Exportações agrícolas na Argentina sobem 7,2%, enquanto importações crescem 42,8%

As exportações da potência agrícola da Argentina cresceram 7,2% no último período, atingindo um recorde para o período, conforme anunciou o ministro da Economia, Luis Caputo, em postagem na plataforma X. Apesar do crescimento nas vendas ao exterior, as importações do país aumentaram expressivos 42,8%, o que reduziu o impacto positivo do aumento das exportações no saldo comercial.

Impacto no comércio exterior argentino
De acordo com o Ministério da Economia argentino, o aumento nas exportações agrícolas reflete a forte demanda internacional por produtos do setor. Contudo, o crescimento momentâneo das importações compromete a balança comercial, apresentando desafios para a estabilidade econômica do país.

Segundo analistas, o aumento de 42,8% nas importações pode indicar uma retomada na economia ou uma necessidade de adquirir insumos essenciais, agravando o déficit comercial.

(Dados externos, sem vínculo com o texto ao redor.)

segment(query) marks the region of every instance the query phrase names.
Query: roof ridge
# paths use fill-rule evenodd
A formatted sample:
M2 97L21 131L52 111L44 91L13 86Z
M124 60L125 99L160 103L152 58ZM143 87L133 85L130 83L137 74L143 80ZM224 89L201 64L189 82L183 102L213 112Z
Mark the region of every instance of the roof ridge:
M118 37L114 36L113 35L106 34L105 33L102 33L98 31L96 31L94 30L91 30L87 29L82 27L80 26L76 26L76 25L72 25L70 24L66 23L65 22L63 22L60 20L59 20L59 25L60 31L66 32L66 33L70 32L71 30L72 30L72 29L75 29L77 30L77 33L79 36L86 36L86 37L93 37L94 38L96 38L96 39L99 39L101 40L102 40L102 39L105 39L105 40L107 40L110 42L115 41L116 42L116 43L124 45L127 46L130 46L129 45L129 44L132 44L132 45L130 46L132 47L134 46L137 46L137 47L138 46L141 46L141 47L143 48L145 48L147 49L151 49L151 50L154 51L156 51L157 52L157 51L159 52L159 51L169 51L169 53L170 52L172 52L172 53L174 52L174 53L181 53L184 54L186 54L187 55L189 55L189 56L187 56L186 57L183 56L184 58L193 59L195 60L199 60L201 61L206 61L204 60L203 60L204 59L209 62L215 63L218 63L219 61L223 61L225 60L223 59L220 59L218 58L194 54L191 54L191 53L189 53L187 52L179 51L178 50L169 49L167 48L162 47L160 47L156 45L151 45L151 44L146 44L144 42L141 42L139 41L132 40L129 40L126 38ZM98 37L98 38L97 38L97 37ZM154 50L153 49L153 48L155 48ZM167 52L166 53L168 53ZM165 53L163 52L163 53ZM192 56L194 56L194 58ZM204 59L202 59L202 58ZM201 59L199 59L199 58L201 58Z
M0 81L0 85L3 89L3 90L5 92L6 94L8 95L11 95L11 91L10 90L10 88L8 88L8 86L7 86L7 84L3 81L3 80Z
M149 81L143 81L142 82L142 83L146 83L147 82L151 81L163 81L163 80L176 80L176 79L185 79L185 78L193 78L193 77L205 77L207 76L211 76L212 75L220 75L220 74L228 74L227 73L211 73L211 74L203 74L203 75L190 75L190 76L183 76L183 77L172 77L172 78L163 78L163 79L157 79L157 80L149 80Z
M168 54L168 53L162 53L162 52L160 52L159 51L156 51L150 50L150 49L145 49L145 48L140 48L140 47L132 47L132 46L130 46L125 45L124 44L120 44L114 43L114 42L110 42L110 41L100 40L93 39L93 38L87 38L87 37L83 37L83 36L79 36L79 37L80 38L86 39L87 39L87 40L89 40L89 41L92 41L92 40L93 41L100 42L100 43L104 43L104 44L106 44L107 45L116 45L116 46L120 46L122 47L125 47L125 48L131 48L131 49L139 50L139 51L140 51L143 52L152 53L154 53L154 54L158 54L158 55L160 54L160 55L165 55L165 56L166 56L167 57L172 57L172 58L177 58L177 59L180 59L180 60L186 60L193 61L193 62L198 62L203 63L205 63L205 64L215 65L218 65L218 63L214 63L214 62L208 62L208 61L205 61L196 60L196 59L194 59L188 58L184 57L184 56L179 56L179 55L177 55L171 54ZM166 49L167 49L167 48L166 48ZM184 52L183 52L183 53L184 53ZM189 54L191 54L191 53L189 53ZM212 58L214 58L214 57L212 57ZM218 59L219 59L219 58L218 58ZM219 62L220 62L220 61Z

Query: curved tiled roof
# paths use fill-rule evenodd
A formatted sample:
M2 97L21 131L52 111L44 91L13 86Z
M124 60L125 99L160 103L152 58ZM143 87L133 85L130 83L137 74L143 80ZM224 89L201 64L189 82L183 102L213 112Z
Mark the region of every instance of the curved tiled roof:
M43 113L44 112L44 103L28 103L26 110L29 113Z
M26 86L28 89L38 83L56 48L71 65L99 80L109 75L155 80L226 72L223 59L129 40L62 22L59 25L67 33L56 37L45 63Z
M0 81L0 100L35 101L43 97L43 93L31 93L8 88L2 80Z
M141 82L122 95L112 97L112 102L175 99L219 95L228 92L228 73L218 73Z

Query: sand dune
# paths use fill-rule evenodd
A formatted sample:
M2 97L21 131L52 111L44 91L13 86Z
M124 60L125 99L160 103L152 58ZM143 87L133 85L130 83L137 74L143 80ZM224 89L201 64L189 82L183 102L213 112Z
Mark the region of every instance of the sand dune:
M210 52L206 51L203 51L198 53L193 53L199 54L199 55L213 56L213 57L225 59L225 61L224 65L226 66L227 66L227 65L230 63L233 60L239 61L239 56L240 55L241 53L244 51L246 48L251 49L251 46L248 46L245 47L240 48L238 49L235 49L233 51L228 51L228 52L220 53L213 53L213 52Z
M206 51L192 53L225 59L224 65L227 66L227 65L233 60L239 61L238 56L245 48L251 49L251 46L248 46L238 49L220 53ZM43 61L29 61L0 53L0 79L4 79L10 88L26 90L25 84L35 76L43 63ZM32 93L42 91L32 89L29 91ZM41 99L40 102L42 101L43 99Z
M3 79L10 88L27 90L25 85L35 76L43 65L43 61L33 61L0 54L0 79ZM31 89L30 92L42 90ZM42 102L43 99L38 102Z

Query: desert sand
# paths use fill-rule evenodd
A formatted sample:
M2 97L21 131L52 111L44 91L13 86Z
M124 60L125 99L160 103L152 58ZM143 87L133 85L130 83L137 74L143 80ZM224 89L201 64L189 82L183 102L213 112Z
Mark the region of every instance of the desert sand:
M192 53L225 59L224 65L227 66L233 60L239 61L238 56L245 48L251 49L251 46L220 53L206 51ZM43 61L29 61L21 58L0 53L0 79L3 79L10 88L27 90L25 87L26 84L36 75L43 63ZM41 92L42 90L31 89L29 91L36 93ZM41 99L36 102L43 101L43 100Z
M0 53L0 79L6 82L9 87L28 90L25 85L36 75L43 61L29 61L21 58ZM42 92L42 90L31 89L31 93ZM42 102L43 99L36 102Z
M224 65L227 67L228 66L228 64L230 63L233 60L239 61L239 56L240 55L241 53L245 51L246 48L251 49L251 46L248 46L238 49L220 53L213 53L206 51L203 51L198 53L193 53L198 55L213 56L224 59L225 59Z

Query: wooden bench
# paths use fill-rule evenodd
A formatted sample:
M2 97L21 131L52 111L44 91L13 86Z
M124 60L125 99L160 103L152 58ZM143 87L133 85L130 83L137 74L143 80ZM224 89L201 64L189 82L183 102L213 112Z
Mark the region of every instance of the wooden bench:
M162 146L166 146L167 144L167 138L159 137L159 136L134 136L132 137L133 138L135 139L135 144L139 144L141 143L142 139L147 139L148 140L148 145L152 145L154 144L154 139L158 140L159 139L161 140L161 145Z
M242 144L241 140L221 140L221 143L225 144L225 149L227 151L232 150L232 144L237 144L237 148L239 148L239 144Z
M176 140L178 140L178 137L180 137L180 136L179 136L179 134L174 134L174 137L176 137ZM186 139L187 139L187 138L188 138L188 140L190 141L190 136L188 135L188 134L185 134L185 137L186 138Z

A combinação desses fatores requer atenção das autoridades econômicas argentinas para equilibrar o comércio exterior.

Contexto econômico e perspectivas futuras
Dados recentes também apontam que o Produto Interno Bruto (PIB) da Argentina cresceu no primeiro trimestre, impulsionado pelo setor agrícola e por investimentos internos. A expectativa é que, com a manutenção do ritmo de exportações e controle das importações, o país possa avançar para uma maior estabilidade econômica, mesmo diante do aumento expressivo nas compras externas.

Para o ministro Luis Caputo, as marcas recordes nas exportações reafirmam a posição da Argentina como uma potência agrícola global, mas alertam para a necessidade de equilibrar o crescimento com uma política de importações mais controlada.